Sobre la política cambiaria

La semana antepasada el Banco Central de Nicaragua (BCN) anunció que la tasa de deslizamiento del tipo de cambio del córdoba con respecto al dólar será cero por ciento a partir del 1 de enero del 2024.

Según el comunicado del BCN, el objetivo de la medida que se toma en un “marco de políticas e indicadores macroeconómicos adecuados” es contribuir a fortalecer el córdoba y “compensar los efectos de la inflación internacional en la economía”.

Igual a como comenté en febrero de este año cuando el deslizamiento bajó al 1 por ciento, la nueva medida no tendrá mayor efecto adicional (enfatizo, adicional) ni en la economía, ni en los consumidores y recipientes de remesas, ni en los jubilados, ni en las exportaciones, ya que aunque estos experimentaran una disminución del 1 por ciento en sus ingresos en córdobas (con respecto a si se hubiera mantenido el deslizamiento actual) este cambio será compensado por una menor inflación y menores costos de exportación.

Con mucho tino y mérito el BCN anunció la medida con casi cinco meses de antelación “para dar mayor previsibilidad cambiaria” y tiempo para que los nicaragüenses nos adaptemos al nuevo sistema.  

Por otra parte, sin embargo, el BCN no está mandando un mensaje claro lo que, contrario a lo que pretende, podría generar incertidumbre.

El BCN de hecho está fijando totalmente el tipo de cambio (digo totalmente porque desde 1993 hemos tenido un sistema de tipo de cambio fijo, aunque con ajustes) pero al usar el concepto de deslizamiento cero que es un absurdo ya que no existe tal cosa, pareciera dejar las puertas abiertas para un regreso a los deslizamientos después del 2024.

Esto pareciera confirmarlo el señor presidente del BCN en su entrevista del 10 de agosto en Estudio TN 8 donde ante una pregunta de si no habrá devaluaciones después del 2024 respondió: “Esperemos que así sea, pero vamos a estar siempre actuando en caso de que puedan surgir desequilibrios en el futuro porque el mundo es incierto”

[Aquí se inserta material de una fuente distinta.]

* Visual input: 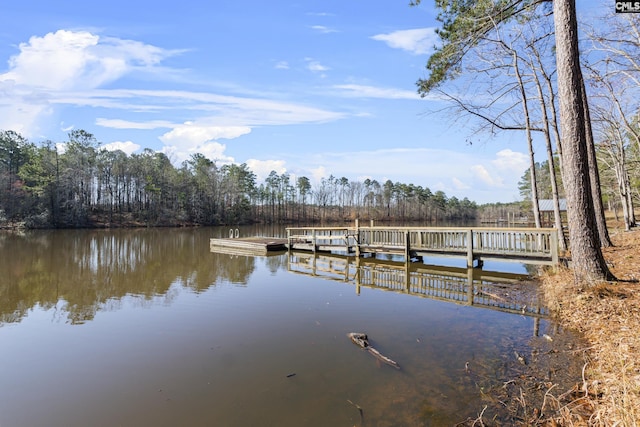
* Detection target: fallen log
[347,332,400,369]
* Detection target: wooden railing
[287,226,558,266]
[287,252,547,317]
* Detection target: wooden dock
[209,236,287,255]
[287,252,548,317]
[287,221,559,267]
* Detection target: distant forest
[0,130,498,228]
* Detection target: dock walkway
[287,222,559,267]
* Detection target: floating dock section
[209,237,287,255]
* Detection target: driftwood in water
[347,332,400,369]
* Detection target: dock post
[354,218,360,258]
[311,228,318,254]
[550,228,560,267]
[467,229,473,268]
[404,230,411,263]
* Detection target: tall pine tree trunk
[553,0,613,284]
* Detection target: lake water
[0,227,579,427]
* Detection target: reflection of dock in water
[287,252,547,317]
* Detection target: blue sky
[0,0,588,203]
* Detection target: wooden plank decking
[209,236,287,255]
[287,223,559,267]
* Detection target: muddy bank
[457,281,590,426]
[542,227,640,426]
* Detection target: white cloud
[96,117,176,130]
[492,148,529,172]
[0,30,178,136]
[160,142,235,165]
[334,84,421,100]
[371,28,438,55]
[102,141,141,155]
[160,122,251,149]
[451,177,471,190]
[311,25,338,34]
[306,58,330,73]
[471,165,502,187]
[0,30,175,90]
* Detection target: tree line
[411,0,640,283]
[0,130,477,228]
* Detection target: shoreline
[539,224,640,426]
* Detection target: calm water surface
[0,228,576,427]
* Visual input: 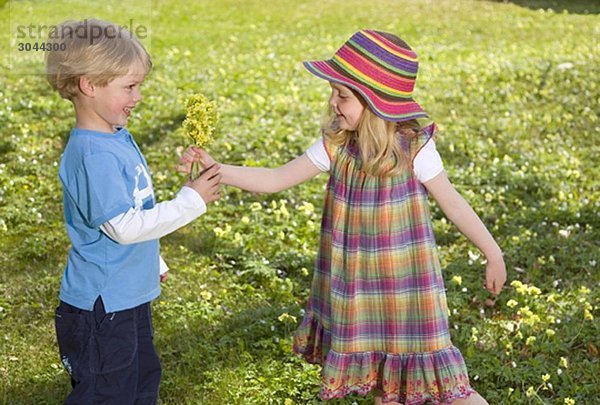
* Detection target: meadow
[0,0,600,405]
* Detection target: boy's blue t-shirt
[58,128,160,312]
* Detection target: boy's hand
[176,146,217,174]
[485,256,506,295]
[185,163,221,204]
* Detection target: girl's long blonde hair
[323,102,422,177]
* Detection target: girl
[180,30,506,404]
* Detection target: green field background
[0,0,600,405]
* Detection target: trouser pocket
[54,302,87,381]
[90,304,138,374]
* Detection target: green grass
[0,0,600,404]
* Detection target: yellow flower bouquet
[182,94,219,179]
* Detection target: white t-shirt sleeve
[100,186,206,245]
[306,138,331,172]
[413,140,444,183]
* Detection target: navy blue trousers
[55,297,161,405]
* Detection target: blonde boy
[46,19,220,404]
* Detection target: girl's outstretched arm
[423,171,506,295]
[177,147,321,193]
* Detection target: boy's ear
[79,76,96,97]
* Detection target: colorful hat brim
[303,60,427,122]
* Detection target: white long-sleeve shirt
[100,186,206,274]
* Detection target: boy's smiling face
[86,62,147,133]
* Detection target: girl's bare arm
[423,172,506,294]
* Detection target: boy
[46,20,220,404]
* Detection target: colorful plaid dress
[294,125,474,404]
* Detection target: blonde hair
[46,19,152,100]
[323,100,422,176]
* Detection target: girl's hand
[485,256,506,295]
[175,146,216,174]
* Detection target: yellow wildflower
[183,94,219,146]
[506,300,519,308]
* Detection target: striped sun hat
[304,30,427,122]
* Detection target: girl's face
[329,83,365,131]
[86,63,146,132]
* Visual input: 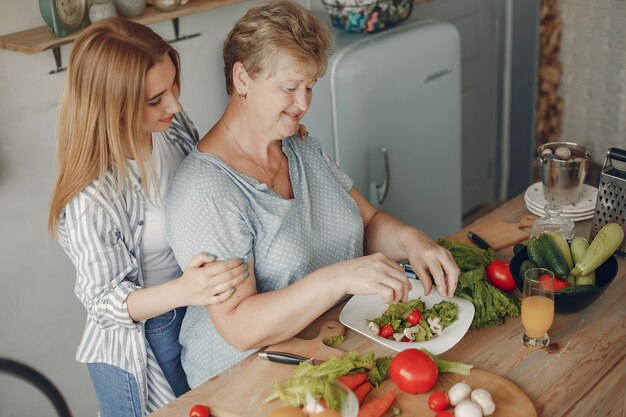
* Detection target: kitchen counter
[151,196,626,417]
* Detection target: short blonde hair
[48,17,180,235]
[223,0,331,95]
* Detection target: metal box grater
[589,148,626,257]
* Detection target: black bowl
[509,248,617,313]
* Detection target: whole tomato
[389,349,439,394]
[189,404,211,417]
[486,259,516,292]
[428,391,450,411]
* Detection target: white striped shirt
[58,111,199,415]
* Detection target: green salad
[368,298,459,342]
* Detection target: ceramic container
[115,0,146,17]
[89,0,117,23]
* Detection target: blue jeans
[145,307,191,397]
[87,363,142,417]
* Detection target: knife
[467,231,491,250]
[258,350,326,365]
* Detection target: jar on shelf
[89,0,117,23]
[115,0,146,17]
[152,0,189,12]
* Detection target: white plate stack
[524,182,598,222]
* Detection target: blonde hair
[48,17,180,236]
[223,0,331,95]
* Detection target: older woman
[167,0,459,387]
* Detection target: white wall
[0,0,314,417]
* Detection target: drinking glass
[522,268,554,348]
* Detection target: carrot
[358,391,396,417]
[337,372,367,391]
[354,381,372,405]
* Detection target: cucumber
[559,285,598,295]
[519,259,537,279]
[527,237,548,268]
[547,232,574,270]
[538,233,570,279]
[572,223,624,277]
[568,237,596,285]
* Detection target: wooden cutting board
[366,368,537,417]
[207,320,346,417]
[446,215,537,250]
[206,321,537,417]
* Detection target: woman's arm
[350,188,460,297]
[126,253,248,321]
[59,194,138,329]
[207,254,410,351]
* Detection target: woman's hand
[332,253,411,303]
[177,253,250,306]
[298,125,309,140]
[407,233,461,297]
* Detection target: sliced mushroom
[367,321,380,335]
[404,327,415,340]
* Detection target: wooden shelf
[0,0,244,55]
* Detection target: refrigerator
[303,19,462,238]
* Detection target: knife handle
[258,351,308,365]
[467,232,491,250]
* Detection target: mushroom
[470,388,496,416]
[427,317,443,334]
[448,381,472,406]
[427,317,441,326]
[367,321,380,335]
[430,323,443,334]
[404,327,415,340]
[454,400,483,417]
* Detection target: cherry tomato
[389,349,439,394]
[486,259,516,292]
[406,309,422,326]
[428,391,450,411]
[539,274,569,292]
[378,323,393,339]
[189,404,211,417]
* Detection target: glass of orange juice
[522,268,554,348]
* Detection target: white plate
[526,202,595,222]
[524,198,596,217]
[524,182,598,214]
[339,279,474,355]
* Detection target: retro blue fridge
[303,17,461,238]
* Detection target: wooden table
[152,196,626,417]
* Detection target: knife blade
[257,350,326,365]
[467,231,491,250]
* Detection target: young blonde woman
[49,18,248,417]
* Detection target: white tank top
[129,133,185,287]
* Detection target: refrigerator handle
[376,148,389,204]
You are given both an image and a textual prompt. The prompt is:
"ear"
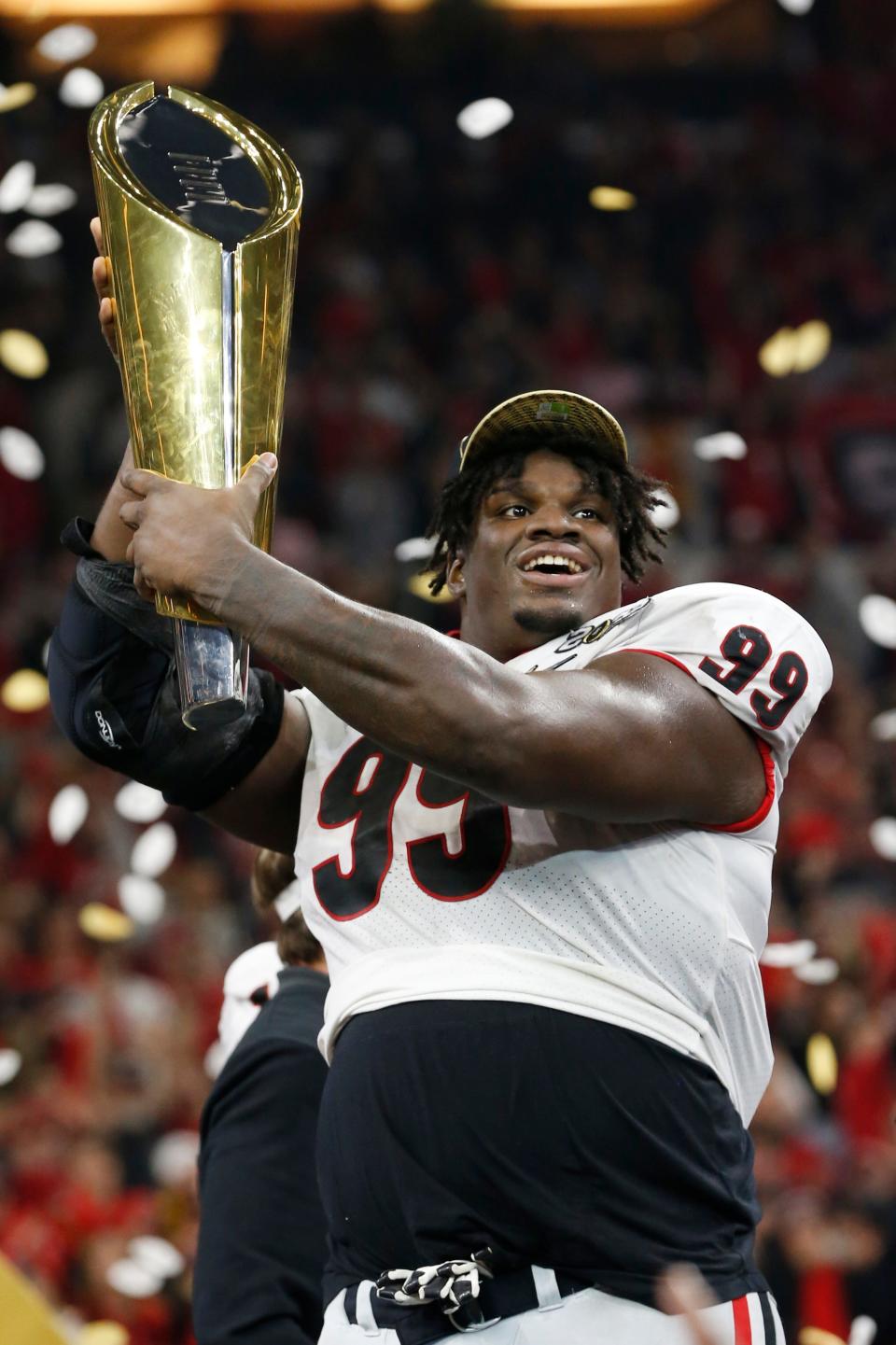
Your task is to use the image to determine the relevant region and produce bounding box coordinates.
[445,552,467,598]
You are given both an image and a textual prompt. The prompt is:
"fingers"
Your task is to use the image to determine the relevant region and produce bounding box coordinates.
[91,228,119,359]
[119,500,143,529]
[119,467,161,499]
[237,454,277,504]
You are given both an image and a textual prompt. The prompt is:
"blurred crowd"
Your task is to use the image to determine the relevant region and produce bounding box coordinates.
[0,4,896,1345]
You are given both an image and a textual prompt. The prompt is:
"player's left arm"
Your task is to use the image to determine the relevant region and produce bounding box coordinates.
[121,470,823,826]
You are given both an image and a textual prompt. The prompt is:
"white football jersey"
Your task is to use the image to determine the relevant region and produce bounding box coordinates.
[277,583,832,1122]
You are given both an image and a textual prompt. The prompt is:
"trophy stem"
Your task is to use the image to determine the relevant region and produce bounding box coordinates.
[174,620,249,729]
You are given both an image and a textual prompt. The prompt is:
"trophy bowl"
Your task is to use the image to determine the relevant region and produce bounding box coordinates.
[89,82,301,729]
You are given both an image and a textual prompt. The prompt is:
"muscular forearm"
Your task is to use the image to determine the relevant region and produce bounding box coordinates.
[219,546,528,796]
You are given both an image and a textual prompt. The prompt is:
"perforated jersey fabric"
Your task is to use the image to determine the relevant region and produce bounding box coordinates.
[278,583,832,1122]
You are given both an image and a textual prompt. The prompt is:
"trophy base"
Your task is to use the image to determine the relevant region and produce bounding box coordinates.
[174,620,249,732]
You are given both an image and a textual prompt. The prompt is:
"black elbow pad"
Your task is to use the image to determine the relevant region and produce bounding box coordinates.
[47,543,283,809]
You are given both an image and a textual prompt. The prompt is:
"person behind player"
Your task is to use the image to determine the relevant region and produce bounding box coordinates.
[49,226,832,1345]
[192,850,329,1345]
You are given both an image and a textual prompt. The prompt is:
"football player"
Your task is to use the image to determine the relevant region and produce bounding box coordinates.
[49,236,832,1345]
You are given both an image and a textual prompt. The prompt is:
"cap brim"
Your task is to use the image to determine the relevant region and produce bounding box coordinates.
[460,388,628,470]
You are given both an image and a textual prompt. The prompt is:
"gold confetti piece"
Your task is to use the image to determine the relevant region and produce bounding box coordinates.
[798,1326,847,1345]
[77,1323,131,1345]
[78,901,133,943]
[0,668,49,714]
[588,187,637,210]
[408,570,455,603]
[805,1031,837,1098]
[0,327,49,378]
[0,83,37,112]
[793,319,830,374]
[758,327,795,378]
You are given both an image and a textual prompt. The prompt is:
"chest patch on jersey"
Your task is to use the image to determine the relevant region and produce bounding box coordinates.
[553,597,654,653]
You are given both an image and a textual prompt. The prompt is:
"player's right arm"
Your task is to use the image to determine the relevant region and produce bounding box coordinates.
[49,220,310,854]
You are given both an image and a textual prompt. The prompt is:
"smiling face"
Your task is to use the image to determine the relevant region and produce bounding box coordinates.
[448,449,622,659]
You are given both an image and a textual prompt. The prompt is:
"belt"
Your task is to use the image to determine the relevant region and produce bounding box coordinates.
[343,1266,591,1345]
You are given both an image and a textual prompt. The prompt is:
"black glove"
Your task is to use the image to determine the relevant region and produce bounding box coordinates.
[47,519,283,809]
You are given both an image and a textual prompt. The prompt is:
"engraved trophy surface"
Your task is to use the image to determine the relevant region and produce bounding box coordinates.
[89,83,301,728]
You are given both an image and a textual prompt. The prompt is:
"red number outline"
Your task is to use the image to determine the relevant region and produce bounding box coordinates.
[749,650,808,733]
[405,771,512,901]
[697,622,772,695]
[311,738,412,924]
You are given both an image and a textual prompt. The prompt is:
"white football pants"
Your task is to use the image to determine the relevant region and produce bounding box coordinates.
[319,1271,784,1345]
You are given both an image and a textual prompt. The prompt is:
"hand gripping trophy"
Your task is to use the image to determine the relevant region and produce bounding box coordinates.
[89,83,301,729]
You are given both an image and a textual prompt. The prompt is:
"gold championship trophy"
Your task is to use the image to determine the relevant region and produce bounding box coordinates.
[89,82,301,729]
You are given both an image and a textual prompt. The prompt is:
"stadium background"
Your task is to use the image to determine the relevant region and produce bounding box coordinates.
[0,0,896,1345]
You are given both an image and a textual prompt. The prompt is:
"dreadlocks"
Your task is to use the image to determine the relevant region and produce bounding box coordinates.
[427,429,666,593]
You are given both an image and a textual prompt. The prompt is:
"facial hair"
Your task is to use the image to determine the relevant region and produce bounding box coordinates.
[514,607,585,640]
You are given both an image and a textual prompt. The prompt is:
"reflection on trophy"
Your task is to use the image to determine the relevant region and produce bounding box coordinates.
[89,83,301,728]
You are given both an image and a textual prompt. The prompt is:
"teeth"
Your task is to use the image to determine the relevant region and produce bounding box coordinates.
[524,555,582,574]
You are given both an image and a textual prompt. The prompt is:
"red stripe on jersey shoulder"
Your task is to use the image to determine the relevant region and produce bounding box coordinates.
[619,649,775,835]
[731,1296,753,1345]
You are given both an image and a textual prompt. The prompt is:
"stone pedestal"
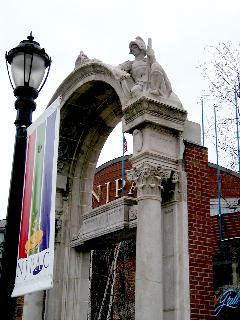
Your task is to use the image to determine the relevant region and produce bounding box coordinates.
[124,96,190,320]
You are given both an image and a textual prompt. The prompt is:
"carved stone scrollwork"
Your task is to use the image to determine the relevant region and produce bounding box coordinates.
[127,163,163,198]
[127,163,179,202]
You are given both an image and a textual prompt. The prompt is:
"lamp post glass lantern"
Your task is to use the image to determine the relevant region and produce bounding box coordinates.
[0,33,51,320]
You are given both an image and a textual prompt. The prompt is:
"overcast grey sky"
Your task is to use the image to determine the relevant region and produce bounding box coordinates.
[0,0,240,218]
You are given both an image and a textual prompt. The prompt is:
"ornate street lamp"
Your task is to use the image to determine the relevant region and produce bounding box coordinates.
[0,33,51,320]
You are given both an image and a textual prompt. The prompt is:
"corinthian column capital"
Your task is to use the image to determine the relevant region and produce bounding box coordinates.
[127,162,165,200]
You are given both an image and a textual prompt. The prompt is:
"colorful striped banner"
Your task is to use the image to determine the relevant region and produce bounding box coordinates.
[12,98,60,297]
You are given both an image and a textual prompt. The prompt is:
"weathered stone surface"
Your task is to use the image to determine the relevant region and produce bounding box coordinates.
[24,39,190,320]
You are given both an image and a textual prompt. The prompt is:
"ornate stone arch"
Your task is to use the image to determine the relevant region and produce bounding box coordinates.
[39,61,128,319]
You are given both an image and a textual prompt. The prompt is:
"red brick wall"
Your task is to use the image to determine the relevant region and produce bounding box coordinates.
[93,146,240,320]
[184,142,214,320]
[208,165,240,240]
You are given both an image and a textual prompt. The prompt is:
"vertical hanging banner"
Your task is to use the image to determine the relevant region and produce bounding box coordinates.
[12,97,61,297]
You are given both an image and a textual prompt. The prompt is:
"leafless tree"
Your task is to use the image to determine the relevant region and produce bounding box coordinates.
[199,42,240,170]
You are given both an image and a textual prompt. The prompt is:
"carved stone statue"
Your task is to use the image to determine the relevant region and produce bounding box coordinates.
[74,51,90,69]
[119,37,172,98]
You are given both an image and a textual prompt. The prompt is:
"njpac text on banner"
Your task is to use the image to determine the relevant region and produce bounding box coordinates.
[12,98,60,297]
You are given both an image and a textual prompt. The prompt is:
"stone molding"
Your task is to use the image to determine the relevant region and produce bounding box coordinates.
[48,59,129,109]
[71,197,136,247]
[123,95,187,131]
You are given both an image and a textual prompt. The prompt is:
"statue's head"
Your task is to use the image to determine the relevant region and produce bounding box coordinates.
[129,37,147,55]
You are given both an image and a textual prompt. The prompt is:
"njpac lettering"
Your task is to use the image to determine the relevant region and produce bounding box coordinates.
[16,250,50,280]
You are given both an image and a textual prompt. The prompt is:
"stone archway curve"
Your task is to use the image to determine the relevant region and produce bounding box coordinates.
[39,60,131,320]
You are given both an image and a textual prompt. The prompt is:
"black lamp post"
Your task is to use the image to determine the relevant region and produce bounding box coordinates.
[0,33,51,320]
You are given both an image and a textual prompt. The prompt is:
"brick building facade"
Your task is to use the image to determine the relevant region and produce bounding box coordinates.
[1,142,240,320]
[93,142,240,320]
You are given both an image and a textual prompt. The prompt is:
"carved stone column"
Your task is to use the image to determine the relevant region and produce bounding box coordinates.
[128,162,166,320]
[123,95,190,320]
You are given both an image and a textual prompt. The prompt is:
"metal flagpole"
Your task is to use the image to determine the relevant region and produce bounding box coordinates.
[122,132,125,197]
[201,98,205,147]
[214,106,222,241]
[234,86,240,173]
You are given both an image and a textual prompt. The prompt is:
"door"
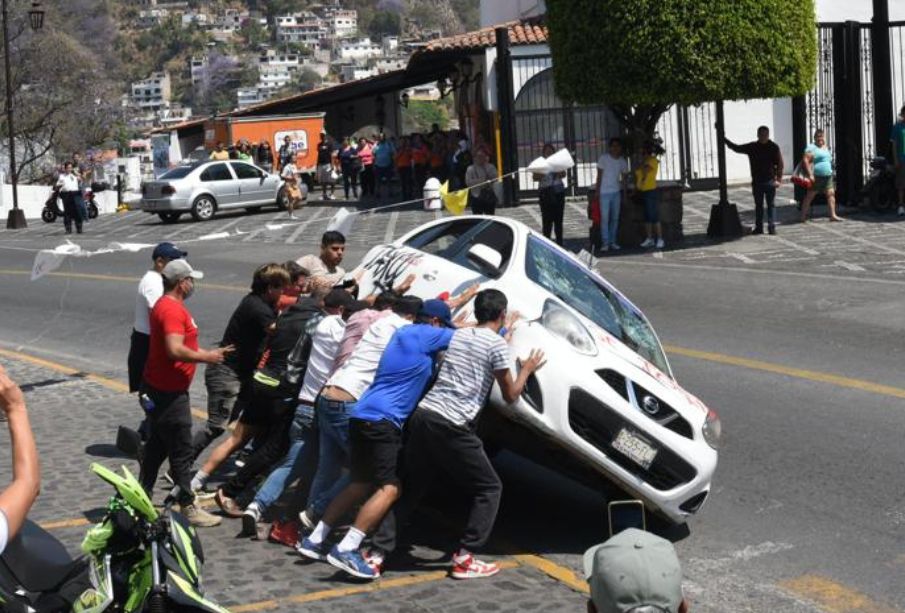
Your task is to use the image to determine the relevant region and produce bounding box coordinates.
[199,162,239,209]
[230,162,268,206]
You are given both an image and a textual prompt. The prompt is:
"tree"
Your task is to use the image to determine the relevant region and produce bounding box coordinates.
[547,0,817,151]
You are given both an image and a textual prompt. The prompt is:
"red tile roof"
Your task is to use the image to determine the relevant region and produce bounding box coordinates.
[418,18,547,54]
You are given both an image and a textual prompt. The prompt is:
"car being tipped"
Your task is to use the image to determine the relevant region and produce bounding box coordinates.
[141,160,285,223]
[359,216,721,523]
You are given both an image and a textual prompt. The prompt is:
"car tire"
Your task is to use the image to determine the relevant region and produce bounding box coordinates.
[192,196,217,221]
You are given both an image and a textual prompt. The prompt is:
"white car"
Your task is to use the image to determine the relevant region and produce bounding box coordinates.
[359,216,721,523]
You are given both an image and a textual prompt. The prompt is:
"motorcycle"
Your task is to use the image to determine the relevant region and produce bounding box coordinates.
[41,189,100,223]
[0,464,229,613]
[861,157,897,213]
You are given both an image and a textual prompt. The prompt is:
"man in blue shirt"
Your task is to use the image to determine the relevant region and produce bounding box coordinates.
[297,300,453,579]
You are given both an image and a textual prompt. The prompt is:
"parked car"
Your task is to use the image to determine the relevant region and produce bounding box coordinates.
[359,216,721,523]
[141,160,285,223]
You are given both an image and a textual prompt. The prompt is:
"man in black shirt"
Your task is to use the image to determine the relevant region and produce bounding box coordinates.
[723,126,784,234]
[317,130,336,200]
[192,264,289,468]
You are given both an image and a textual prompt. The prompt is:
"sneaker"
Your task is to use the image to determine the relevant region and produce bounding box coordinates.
[295,537,330,562]
[182,504,223,528]
[327,546,380,579]
[214,488,242,517]
[299,509,320,530]
[449,551,500,579]
[267,520,299,548]
[240,502,261,536]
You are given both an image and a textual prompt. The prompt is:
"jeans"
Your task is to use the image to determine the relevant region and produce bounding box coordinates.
[372,409,503,553]
[751,181,776,230]
[600,192,622,247]
[254,404,315,513]
[308,396,355,516]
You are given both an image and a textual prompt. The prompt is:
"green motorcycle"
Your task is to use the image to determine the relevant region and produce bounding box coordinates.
[0,464,229,613]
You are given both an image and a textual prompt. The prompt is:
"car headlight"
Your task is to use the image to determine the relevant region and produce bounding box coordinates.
[701,410,723,449]
[540,300,597,355]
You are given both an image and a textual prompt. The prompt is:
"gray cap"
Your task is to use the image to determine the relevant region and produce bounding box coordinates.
[584,528,683,613]
[160,260,204,281]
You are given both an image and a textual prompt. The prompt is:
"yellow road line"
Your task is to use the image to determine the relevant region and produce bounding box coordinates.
[229,560,519,613]
[0,268,248,293]
[0,349,207,420]
[779,575,898,613]
[664,345,905,398]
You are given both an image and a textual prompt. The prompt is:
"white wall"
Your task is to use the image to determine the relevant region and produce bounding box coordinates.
[0,184,118,227]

Esta es por una parte una respuesta inteligente, responsable, y honesta, ya que las perspectivas económicas del país son muy inciertas por la situación política. Pero por la otra deja dudas adelantadas sobre la sostenibilidad de la medida.

Como bien lo señala el BCN la buena conducción macroeconómica del Gobierno permitirá la fijación total del córdoba a partir del 2024. Pero también requerirá su sostenibilidad para su mantenimiento. En particular hay que recordar que bajo un tipo de cambio fijo no hay margen para la política monetaria ya que su objetivo es mantener el tipo de cambio. 

Confiamos los nicaragüenses de que así será.

El autor es bachiller del Colegio Centro América de Granada.